Even aspiring category creators shouldn’t start with a market category.
Some companies believe they can only be successful if they create a new market category, so they want to start with that. The data tells that that simply isn’t true - most of the technology products you know and love (Google search, Facebook, Apple’s iPhone, Salesforce CRM, the list is very, very long) were initially positioned in underserved subsegments of existing market categories until they overthrew the incumbent to become the category leaders they are today. In the positioning work I’ve done with clients, about 10% are best positioned in newly created market categories because no existing category does a good job of contextualizing their value. However, even when that is the case, we still need to center on our differentiated value, not the category itself and we need a tight definition of that value to do a good job defining the Market Category. I’ve found that working through a positioning exercise can help teams understand when and why a new category is required and what concepts they should anchor the category on.
We need to understand the other components of Positioning first before we get to the market category.
In the work I do with clients, we work through positioning in a very specific order. We start with competitive alternatives (what would your customers do if you didn’t exist), then list the capabilities you have that are distinct from the alternatives, and then we translate those distinct capabilities into differentiated value. Doing it in that order ensures we don’t fall into the trap of listing value that is common across any solution in the market. Once we understand our differentiated value, we can then look at what the characteristics of a target account are that make them really care a lot about the value that we deliver. Once we have a good handle on how we define these best-fit customers, THEN we can start to look at which market category helps to point our best-fit prospects in the direction of our differentiated value - whether that is an existing market category or a category that we will be forced to create.

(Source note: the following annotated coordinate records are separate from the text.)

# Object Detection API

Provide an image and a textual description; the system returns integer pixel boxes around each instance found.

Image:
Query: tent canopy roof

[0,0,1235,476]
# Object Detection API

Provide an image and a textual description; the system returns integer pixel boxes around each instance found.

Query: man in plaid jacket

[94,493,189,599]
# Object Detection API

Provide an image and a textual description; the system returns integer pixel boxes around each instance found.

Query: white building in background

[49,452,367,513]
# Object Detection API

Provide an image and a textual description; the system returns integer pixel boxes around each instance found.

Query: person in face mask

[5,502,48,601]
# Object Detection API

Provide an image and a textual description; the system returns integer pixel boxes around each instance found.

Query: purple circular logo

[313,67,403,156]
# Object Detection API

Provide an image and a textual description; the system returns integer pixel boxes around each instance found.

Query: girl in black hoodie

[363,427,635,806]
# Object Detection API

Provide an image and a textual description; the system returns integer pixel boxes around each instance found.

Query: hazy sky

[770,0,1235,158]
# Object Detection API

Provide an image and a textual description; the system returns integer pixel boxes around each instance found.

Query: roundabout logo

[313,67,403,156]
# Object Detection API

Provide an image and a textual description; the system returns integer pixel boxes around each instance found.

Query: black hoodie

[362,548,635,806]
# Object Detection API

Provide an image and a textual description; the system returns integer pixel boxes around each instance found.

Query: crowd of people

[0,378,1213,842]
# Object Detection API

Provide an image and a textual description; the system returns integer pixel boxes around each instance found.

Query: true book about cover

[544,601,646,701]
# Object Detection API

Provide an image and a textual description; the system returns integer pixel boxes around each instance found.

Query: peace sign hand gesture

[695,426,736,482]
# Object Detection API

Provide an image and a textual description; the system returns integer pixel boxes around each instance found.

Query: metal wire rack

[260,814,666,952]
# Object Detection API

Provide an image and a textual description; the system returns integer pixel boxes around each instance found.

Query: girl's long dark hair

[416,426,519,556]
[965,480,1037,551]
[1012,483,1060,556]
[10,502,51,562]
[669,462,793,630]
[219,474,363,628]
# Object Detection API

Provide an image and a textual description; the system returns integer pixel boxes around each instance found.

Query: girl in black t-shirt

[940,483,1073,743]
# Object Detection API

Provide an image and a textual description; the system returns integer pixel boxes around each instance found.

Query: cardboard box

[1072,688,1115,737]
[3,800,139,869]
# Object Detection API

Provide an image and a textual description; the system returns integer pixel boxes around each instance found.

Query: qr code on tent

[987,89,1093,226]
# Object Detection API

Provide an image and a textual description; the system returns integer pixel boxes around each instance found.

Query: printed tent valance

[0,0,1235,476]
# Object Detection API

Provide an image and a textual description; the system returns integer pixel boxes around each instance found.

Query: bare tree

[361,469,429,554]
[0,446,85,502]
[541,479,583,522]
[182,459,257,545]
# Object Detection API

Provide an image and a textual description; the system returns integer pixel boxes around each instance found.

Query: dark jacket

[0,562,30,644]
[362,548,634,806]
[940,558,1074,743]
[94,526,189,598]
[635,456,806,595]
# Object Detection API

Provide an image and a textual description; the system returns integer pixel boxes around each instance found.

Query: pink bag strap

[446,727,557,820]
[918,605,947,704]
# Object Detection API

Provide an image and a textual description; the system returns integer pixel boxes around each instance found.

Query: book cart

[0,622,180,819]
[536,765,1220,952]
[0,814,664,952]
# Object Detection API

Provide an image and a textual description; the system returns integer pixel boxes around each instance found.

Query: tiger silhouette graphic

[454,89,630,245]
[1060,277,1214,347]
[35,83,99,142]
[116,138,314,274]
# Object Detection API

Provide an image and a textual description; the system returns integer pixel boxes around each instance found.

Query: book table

What do you think? Do you think your team is a bit too focused on market category and not focused enough on value to customers? Sound off in the comments!
IMPORTANT ANNOUNCEMENT - the audiobook of Sales Pitch is now available!! I’m very happy to get this out the door. Yes I did narrate it myself, thanks for asking. Here’s a link to the Audible USA listing, but you can also find it wherever you buy your audiobooks.
I had a nice long holiday break and I hope you did too! Here are a few other things I have been up to since I last hit your inbox:
I joined Sean Ellis and Ethan Garr on the Breakout Growth podcast. We had a fun discussion about positioning against competitors, and I gave Sean some potentially questionable personal positioning advice.
I was also on the Creator Science Podcast, discussing my path to becoming a consultant and my hot takes on publishing a book. If you are a consultant or aspire to be one - this one is for you.
As always, thanks for joining me on this little newsletter adventure - I appreciate you!
April
This was an incredible read with a great framework to work through.
Really agrees with the positioning first then category approach
Hi April, great post.
I would like to ask if you have a clear answer/reason to make the target market 4th on the positioning framework rather than the conventional 1st. I understand your approach but it becomes hard to explain it to the wider team when conventional positioning work starts with the CP?